1. ## Fourier Series

Hi,
I was recently doing some revision and encountered a slight problem with my an calculation for the fourier series..

heres the problem

f(x)=0 -pi<x<-pi/2

f(x)=4 -pi/2<x<pi/2

f(x)=0 pi/2<x<pi

f(x)=f(x+2*pi)

consider one cycle between x=-pi and x=pi

when i calculated the an, I got 8/(pi*n) but in the textbook it says
8/(pi*n)sin(n*pi)/2 so could someone explain how the sin(n*pi)/2 came about?? Your help would be much appreciated..

2. ## Definition of Fourier Series

Could you please post your book's definition of the Fourier Series?

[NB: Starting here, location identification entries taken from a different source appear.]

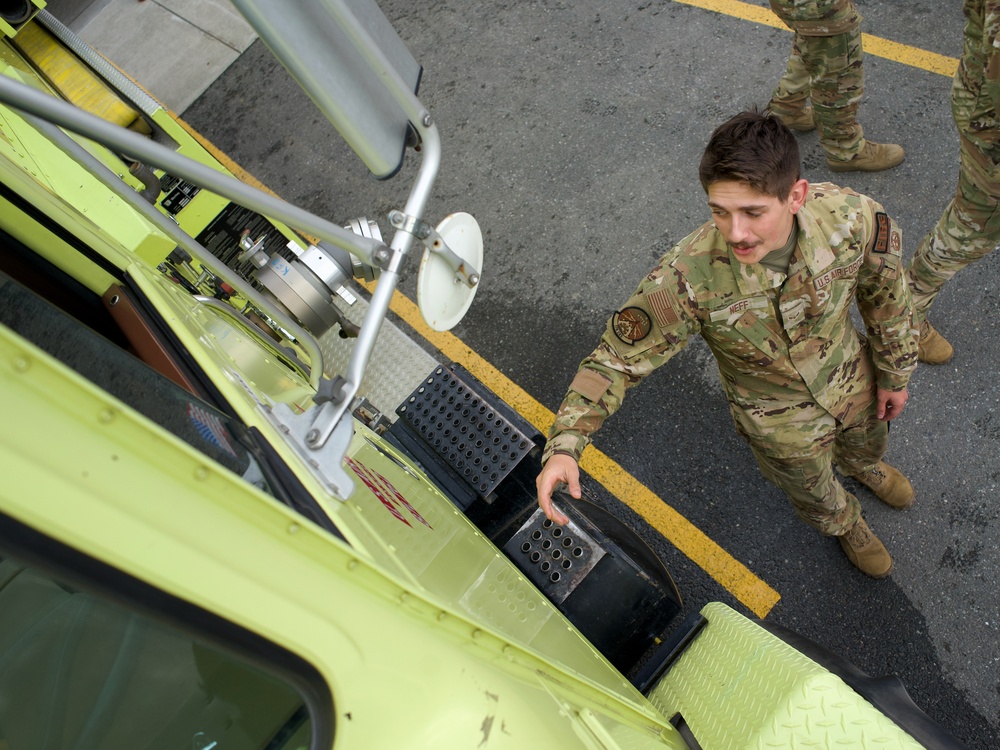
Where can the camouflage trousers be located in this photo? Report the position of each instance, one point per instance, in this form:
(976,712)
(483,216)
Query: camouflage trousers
(799,459)
(828,70)
(968,229)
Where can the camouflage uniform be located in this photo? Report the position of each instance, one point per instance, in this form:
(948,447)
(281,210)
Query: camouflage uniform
(799,379)
(826,66)
(969,228)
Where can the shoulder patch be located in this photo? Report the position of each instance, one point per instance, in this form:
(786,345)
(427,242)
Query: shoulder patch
(631,324)
(886,239)
(663,308)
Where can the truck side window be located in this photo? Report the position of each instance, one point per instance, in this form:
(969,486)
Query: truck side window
(79,671)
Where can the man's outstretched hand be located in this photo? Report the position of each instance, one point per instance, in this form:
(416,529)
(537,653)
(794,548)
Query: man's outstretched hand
(559,469)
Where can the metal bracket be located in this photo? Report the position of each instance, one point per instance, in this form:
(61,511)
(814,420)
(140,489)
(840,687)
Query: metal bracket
(435,244)
(326,465)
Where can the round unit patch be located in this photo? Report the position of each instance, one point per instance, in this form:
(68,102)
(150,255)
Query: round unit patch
(631,324)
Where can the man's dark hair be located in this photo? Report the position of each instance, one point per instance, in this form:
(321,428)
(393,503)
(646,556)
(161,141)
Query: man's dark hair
(754,148)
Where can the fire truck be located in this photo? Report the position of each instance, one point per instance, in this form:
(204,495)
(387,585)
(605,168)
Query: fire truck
(241,508)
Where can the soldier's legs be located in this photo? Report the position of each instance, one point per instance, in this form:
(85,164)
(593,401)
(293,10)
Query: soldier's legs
(860,445)
(817,496)
(836,74)
(968,229)
(792,92)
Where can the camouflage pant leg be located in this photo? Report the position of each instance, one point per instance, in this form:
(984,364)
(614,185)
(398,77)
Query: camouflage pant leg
(792,92)
(968,229)
(830,71)
(800,463)
(817,496)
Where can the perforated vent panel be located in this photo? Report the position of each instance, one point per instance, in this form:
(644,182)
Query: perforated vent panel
(472,437)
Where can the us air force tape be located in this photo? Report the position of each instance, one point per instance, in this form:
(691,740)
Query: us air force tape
(631,324)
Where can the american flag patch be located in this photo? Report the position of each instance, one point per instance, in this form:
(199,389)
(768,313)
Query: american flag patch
(210,428)
(662,307)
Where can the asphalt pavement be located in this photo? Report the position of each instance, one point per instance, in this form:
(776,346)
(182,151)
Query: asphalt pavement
(572,131)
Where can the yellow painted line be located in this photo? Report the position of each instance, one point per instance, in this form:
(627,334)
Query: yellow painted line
(729,572)
(901,53)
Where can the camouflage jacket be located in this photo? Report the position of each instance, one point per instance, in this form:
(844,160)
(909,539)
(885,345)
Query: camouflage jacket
(817,17)
(783,344)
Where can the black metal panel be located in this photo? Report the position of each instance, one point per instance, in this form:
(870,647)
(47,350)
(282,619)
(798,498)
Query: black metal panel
(459,421)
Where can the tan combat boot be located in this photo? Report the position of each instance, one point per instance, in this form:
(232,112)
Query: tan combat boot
(889,485)
(933,348)
(802,121)
(873,157)
(865,550)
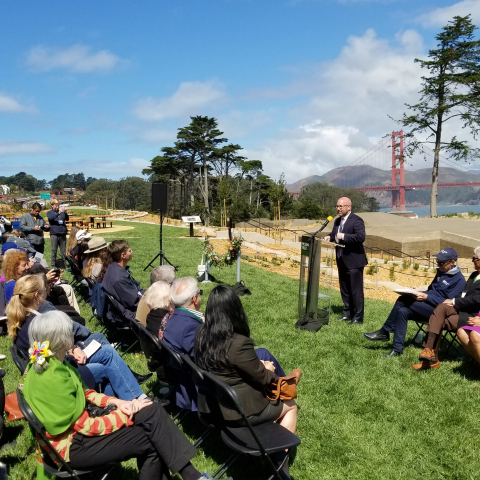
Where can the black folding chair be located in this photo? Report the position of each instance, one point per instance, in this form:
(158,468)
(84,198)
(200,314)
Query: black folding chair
(259,440)
(120,326)
(449,338)
(19,358)
(48,464)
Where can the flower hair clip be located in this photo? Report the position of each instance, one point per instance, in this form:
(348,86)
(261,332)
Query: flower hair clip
(39,353)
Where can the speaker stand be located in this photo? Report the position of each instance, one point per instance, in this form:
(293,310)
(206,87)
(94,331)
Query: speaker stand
(161,254)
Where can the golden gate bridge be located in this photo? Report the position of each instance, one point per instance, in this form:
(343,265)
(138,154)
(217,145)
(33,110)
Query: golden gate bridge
(391,148)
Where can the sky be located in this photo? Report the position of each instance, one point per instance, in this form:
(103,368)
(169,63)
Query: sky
(302,85)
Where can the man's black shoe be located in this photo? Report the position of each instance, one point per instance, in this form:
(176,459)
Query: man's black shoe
(356,322)
(392,353)
(378,336)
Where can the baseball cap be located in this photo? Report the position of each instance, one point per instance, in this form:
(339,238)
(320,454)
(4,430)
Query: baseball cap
(81,234)
(24,243)
(446,254)
(10,246)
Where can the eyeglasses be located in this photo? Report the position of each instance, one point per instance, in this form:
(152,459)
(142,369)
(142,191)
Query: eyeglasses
(441,264)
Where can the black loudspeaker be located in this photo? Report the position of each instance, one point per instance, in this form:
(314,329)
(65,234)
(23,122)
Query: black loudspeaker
(159,197)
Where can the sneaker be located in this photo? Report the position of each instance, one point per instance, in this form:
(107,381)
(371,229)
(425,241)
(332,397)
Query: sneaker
(426,365)
(427,354)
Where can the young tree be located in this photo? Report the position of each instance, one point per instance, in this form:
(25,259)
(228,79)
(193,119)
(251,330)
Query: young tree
(451,91)
(198,141)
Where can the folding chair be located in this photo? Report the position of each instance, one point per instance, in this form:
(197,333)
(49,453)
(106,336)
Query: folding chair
(449,338)
(259,440)
(49,466)
(19,358)
(119,327)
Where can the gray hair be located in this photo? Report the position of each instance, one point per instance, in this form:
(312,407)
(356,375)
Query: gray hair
(54,327)
(164,273)
(183,290)
(158,296)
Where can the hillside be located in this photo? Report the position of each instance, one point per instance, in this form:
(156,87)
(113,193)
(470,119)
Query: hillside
(365,175)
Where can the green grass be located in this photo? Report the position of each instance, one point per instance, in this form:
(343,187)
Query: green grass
(360,416)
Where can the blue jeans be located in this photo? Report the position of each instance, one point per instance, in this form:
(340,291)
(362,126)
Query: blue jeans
(107,365)
(406,308)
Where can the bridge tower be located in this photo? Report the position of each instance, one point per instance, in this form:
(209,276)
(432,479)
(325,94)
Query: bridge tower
(398,195)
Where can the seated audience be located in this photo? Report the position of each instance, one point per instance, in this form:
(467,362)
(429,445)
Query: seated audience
(178,329)
(163,273)
(223,347)
(15,264)
(448,282)
(119,283)
(452,314)
(29,300)
(97,259)
(136,429)
(159,302)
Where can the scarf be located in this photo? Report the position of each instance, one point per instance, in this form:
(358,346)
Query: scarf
(56,395)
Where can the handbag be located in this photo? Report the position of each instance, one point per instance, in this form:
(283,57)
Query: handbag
(285,388)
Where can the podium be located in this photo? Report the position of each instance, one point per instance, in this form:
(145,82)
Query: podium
(316,274)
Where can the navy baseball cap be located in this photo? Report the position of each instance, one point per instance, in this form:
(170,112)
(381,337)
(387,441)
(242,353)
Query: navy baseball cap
(446,254)
(10,245)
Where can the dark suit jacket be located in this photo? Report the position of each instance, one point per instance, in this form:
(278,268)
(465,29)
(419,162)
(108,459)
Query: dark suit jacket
(248,377)
(354,230)
(469,305)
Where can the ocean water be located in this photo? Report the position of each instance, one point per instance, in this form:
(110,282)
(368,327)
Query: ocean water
(441,209)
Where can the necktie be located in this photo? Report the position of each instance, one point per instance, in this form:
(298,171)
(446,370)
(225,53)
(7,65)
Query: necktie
(340,229)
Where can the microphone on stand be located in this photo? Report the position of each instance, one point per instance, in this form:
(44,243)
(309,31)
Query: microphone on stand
(327,221)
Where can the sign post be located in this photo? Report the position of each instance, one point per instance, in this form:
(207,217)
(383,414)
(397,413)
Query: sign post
(191,220)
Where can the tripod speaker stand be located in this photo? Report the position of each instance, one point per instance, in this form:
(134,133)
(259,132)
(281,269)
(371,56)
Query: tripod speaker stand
(160,204)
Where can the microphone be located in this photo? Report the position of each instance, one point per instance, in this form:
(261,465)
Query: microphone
(327,221)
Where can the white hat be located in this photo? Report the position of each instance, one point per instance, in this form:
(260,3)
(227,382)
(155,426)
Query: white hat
(81,234)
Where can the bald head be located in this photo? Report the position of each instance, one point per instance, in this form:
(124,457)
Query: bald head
(344,206)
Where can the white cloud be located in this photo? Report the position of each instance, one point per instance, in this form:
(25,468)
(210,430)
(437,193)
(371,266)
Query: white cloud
(191,98)
(439,17)
(75,59)
(10,105)
(347,106)
(10,148)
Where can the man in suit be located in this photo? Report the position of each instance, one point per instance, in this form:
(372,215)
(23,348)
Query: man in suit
(349,230)
(452,314)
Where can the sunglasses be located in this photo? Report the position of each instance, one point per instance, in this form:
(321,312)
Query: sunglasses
(441,264)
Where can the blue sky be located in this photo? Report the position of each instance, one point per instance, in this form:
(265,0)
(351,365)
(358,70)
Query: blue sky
(303,85)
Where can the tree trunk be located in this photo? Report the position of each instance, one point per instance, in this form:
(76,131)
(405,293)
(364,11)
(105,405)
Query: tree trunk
(205,193)
(436,158)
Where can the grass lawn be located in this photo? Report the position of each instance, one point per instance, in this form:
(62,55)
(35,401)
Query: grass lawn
(360,416)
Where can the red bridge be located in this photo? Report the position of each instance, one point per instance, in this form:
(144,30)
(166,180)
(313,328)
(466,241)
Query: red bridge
(398,187)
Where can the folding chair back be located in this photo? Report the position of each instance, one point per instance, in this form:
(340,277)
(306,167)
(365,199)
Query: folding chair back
(259,440)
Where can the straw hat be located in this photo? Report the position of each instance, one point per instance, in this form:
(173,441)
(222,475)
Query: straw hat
(95,244)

There are different conventions about multiplying constants out in front, as you go from book to book.

3. ## Weird

What's also weird about your book saying there's a $\sin(n\pi)/2$ factor in the $a_{n}$'s is that $\sin(n\pi)=0$ for all integers $n$.

4. Hi,
actually an=(8/pi*n)sin(n*pi)/2 thats what the Advanced Engineering Math A by K.A STROUD says, however the
sin(n*pi)/2 term is not zero for all integers.

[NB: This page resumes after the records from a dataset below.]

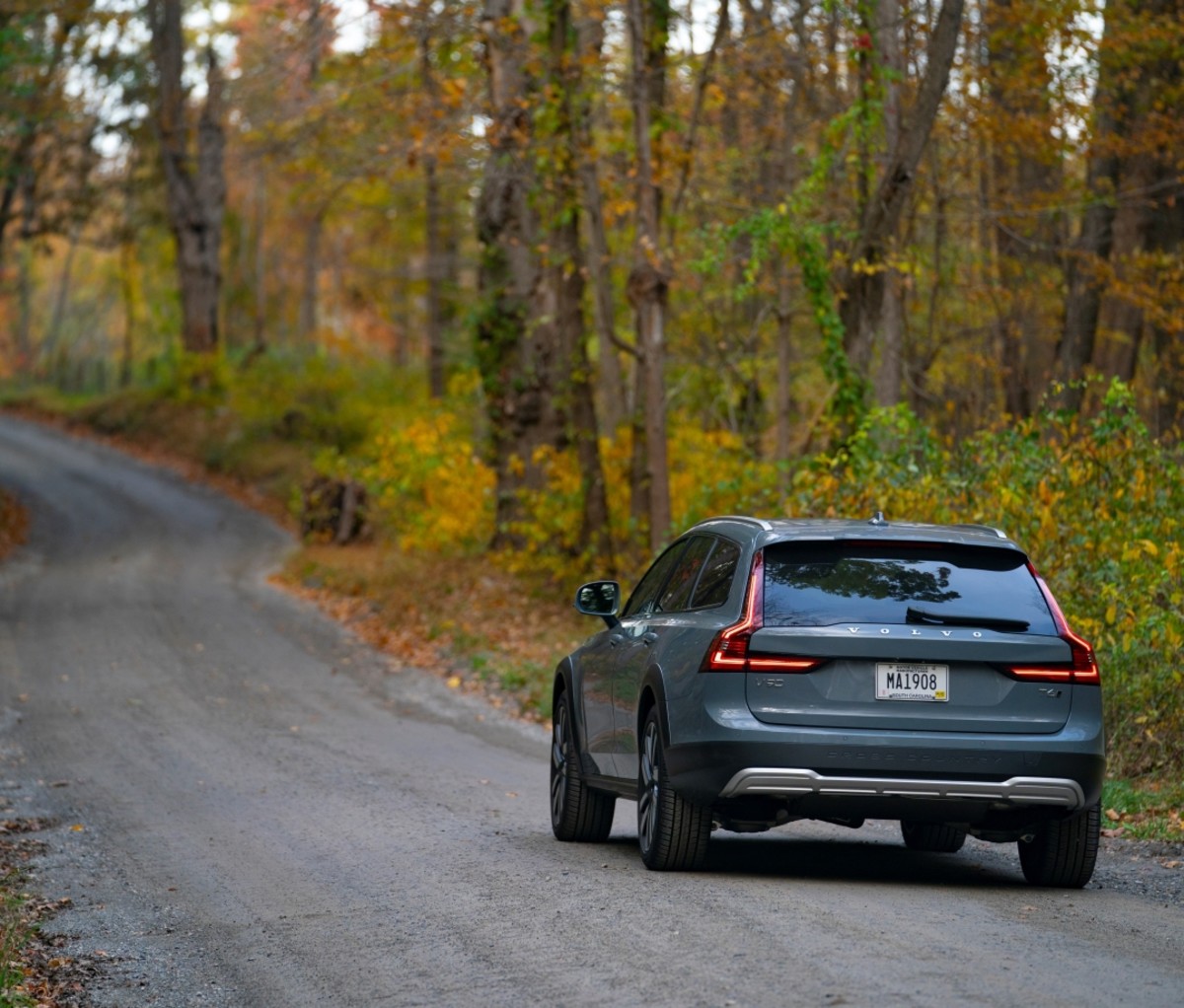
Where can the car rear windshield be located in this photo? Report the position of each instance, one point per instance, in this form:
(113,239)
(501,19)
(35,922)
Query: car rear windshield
(824,583)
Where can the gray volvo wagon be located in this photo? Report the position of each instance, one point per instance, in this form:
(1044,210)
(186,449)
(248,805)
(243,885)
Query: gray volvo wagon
(769,671)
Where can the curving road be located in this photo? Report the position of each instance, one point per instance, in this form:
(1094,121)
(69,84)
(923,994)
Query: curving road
(254,811)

for example if n is even an=0

If n=1,5,9,.. an=8/(n*pi)

If n=3,7,11,... an= -8/(n*pi)

sin(n*pi)/2 term came about..any information is welcome..thank you

5. ## Parentheses

Oh, did you mean $\sin(n\pi/2)$? There's a world of difference between $\sin(n\pi)/2$ and $\sin(n\pi/2)$.

6. Hi,
haha actually its ((n*pi)/2) sorry for the that

7. ## Assuming...

... the following expansion of $f(x)=\frac{a_{0}}{2}+\sum_{n=1}^{\infty}(a_{n}\cos (n x)+b_{n}\sin(n x))$, the coefficients are given by $a_{n}=\frac{1}{\pi}\int_{-\pi}^{\pi}f(x)\cos(n x)\,dx$, for $n\ge 0$, and $b_{n}=\frac{1}{\pi}\int_{-\pi}^{\pi}f(x)\sin(n x)\,dx$, for $n\ge 1$.

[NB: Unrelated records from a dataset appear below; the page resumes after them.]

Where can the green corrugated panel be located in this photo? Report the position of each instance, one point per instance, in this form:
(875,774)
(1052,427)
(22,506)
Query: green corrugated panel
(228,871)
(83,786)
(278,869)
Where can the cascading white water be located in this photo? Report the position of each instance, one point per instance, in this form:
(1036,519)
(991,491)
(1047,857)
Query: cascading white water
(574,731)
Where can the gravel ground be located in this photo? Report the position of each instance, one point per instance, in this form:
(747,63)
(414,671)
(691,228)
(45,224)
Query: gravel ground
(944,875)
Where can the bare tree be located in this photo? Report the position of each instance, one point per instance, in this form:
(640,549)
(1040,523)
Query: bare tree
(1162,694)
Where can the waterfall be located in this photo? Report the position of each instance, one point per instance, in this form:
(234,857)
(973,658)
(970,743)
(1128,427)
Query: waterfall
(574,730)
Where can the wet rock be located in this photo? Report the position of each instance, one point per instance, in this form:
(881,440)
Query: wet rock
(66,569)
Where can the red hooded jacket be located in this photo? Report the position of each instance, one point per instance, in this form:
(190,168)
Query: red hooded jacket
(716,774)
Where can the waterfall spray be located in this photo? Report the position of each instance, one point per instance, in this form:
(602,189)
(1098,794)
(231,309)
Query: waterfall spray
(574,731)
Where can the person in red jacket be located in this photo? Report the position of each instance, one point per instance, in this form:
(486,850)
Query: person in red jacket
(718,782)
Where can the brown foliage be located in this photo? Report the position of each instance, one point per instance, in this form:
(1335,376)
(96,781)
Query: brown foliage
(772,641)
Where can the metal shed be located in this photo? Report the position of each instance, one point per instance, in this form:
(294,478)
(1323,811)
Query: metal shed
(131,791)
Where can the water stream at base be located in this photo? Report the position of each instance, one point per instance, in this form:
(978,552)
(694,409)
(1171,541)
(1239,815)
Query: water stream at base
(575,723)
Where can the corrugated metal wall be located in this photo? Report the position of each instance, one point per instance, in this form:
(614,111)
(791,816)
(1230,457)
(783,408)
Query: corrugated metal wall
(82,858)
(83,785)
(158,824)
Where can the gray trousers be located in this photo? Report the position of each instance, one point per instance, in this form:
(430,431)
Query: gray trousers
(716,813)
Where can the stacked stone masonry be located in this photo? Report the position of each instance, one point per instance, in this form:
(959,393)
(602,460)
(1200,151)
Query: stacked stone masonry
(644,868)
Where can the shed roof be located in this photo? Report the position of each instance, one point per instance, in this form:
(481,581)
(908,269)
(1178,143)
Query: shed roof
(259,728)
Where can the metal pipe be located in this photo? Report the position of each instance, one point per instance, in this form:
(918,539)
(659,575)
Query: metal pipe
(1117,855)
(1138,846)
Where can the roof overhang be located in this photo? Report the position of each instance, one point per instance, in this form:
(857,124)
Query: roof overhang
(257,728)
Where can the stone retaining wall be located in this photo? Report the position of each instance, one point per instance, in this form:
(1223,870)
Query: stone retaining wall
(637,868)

Now, the function you've given is even. Hence, all the $b_{n}$'s vanish. The integral for the $a_{n}$'s looks like the following:

$a_{n}=\frac{1}{\pi}\int_{-\pi}^{\pi}f(x)\cos(n x)\,dx
=\frac{1}{\pi}\int_{-\pi/2}^{\pi/2}4\cos(n x)\,dx
=\frac{4}{\pi}\left(\frac{\sin(nx)}{n}\right)\Bigg |_{-\pi/2}^{\pi/2}$
.
This, in turn, implies
$a_{n}=\frac{4}{n\pi}(\sin(n\pi/2)-\sin(-n\pi/2))
=\frac{4}{n\pi}(\sin(n\pi/2)+\sin(n\pi/2))
=\frac{8}{n\pi}\sin(n\pi/2)$
.

Now this explains the existence of the $\sin(n\pi/2)$ term, I hope. This expression can be simplified even further if you evaluate the trig function at the specified points: the even integer multiples vanish, and the odd integer multiples look like powers of $-1$.

Hope this helps.

8. Haha..I see where i went wrong now..its actually a very silly mistake which i guess comes from younger experience...Thank you very much!!